While in Iowa, O'Rourke plans to visit eight counties that voted for Barack Obama in 2012 before flipping to Trump in 2016, a sign that he is already hoping to target voters that have gravitated away from the Democratic Party in recent years.
O'Rourke will also campaign this Saturday for Democratic state Senate candidate Eric Giddens, an appearance confirmed earlier this week in a video posted on Twitter.
However, the trip to Iowa this weekend comes as O'Rourke appears to have lost early ground against his potential Democratic rivals.
While a December 2018 Des Moines Register poll of likely Iowa Democratic caucus-goers showed O'Roruke garnering 11 percent of the vote, a poll by the same outlet released this past weekend showed his support had dipped to just 5 percent.
But despite the likely difficult road ahead, O'Rourke's foray into the presidential race is the culmination of an unlikely political rise that began with the three-term congressman and former El Paso City Councilman's decision to challenge Republican Sen. Ted Cruz in the 2018 U.S. Senate race in Texas.
Following his narrow loss to Cruz, the months of speculation around O'Rourke's political future kept him in the conversation about possible contenders for the Democratic Party's presidential nomination, despite questions over whether or not a failed Senate candidate with a thin congressional record could be a viable candidate.
However O'Rourke's unorthodox Senate campaign, which shunned traditional strategists and instead relied on the candidate's organic appeal, broke fundraising records and earned him a national profile that he now hopes will take him all the way to the White House.
His off-the-cuff style, typified by his campaign's frequent livestreams that showed the candidate in intimate settings with supporters and his family, endeared him to a national audience, even if it did not ultimately earn him a seat in the U.S. Senate.
In an interview published Wednesday in Vanity Fair magazine, O'Rourke stopped just short of announcing a presidential bid but made it clear he believes he can find success in the Democratic field.
"You can probably tell that I want to run,” O'Rourke said. "I do. I think I’d be good at it. This is the fight of our lives. Not the fight-of-my-political-life kind of crap. But, like, this is the fight of our lives as Americans, and as humans, I’d argue."
Last month O'Rourke teased an upcoming announcement that led many to believe he would seek the Democratic nomination for president, saying that he and wife Amy had made a decision regarding his political future.
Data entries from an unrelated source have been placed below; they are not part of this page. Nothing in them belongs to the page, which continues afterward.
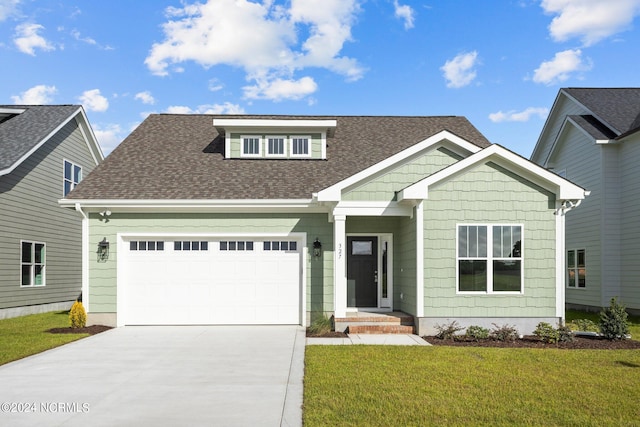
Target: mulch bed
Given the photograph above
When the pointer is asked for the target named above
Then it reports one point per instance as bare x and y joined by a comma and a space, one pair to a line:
586, 343
92, 330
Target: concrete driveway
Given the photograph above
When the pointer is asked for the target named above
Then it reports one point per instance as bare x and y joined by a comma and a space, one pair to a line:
161, 376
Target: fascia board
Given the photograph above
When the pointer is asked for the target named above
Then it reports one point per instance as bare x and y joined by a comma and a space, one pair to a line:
564, 189
40, 143
334, 192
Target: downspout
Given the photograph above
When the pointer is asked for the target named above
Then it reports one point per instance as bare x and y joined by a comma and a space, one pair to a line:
85, 256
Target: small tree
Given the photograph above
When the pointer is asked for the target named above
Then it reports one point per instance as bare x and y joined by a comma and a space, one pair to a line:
77, 315
613, 321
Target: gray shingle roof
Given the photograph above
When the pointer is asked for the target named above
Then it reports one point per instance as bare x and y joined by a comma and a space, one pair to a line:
619, 108
23, 132
182, 157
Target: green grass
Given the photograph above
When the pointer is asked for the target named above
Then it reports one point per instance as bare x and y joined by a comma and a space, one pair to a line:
23, 336
463, 386
634, 321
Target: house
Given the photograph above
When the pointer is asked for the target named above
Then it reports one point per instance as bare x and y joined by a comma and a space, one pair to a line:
44, 152
205, 219
592, 137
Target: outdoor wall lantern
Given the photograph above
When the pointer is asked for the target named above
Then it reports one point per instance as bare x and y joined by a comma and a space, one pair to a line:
103, 250
317, 248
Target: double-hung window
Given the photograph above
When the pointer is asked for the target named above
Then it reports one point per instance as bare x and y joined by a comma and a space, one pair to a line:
32, 264
300, 146
72, 176
577, 270
276, 146
251, 146
489, 258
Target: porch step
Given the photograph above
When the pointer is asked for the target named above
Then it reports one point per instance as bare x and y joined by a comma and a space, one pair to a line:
375, 323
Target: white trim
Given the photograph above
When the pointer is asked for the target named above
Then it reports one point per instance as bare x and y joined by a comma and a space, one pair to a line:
284, 146
124, 237
334, 193
564, 190
251, 155
420, 259
309, 146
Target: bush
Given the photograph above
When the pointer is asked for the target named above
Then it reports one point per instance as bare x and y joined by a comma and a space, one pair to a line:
477, 333
584, 325
504, 333
448, 331
77, 315
613, 321
321, 325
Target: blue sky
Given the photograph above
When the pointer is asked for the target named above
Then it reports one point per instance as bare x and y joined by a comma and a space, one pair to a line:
500, 63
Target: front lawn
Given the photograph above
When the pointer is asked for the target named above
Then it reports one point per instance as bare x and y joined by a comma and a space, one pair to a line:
23, 336
422, 386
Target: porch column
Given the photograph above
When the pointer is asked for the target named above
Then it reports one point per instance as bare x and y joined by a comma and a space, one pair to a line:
339, 266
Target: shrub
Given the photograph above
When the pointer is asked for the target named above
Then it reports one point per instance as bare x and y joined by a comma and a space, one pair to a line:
448, 330
77, 315
321, 325
504, 333
584, 325
613, 321
477, 333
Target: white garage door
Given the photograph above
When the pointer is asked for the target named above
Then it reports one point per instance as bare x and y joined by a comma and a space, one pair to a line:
203, 281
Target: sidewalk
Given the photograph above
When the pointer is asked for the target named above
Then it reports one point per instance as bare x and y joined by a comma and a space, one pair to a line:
370, 339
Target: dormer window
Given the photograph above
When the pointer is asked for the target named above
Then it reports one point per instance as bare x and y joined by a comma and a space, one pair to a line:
300, 146
276, 146
251, 146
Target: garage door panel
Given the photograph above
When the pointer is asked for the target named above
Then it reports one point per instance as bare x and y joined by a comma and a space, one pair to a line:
213, 286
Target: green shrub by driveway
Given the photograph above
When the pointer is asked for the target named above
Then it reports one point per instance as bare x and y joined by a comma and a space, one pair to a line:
23, 336
469, 386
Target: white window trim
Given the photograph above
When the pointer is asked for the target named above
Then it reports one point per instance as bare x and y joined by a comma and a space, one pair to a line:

"Amy and I have made a decision about how we can best serve our country," O'Rourke told The Dallas Morning News in a statement confirmed by ABC News. "We are excited to share it with everyone soon."
That statement followed a high-profile interview with Oprah Winfrey in early February, where O'Rourke said we would make a decision on a presidential run by the end of the month.
"We want to play as great a role as possible making sure that this country lives up to our expectations, to the promise, to the potential that we all know her to have," O'Rourke said.
A few weeks after that interview O'Rourke led a counter-rally during President Donald Trump's visit to El Paso, an enticing split-screen that provided him with a platform to directly take on Trump in his hometown.
The former congressman has also visited the state of Wisconsin earlier this month, meeting with students at a technical college in Milwaukee and at the University of Wisconsin in Madison.
But as he enters a crowded Democratic primary field that already includes six U.S. senators, O'Rourke will likely face questions about whether he has the experience to be commander-in-chief.
The political path of the former El Paso city councilman who went on to represent the city for three terms in the U.S. House has garnered comparisons to President Abraham Lincoln, who ran unsuccessfully for the U.S. Senate in 1858, only to win the presidency two years later.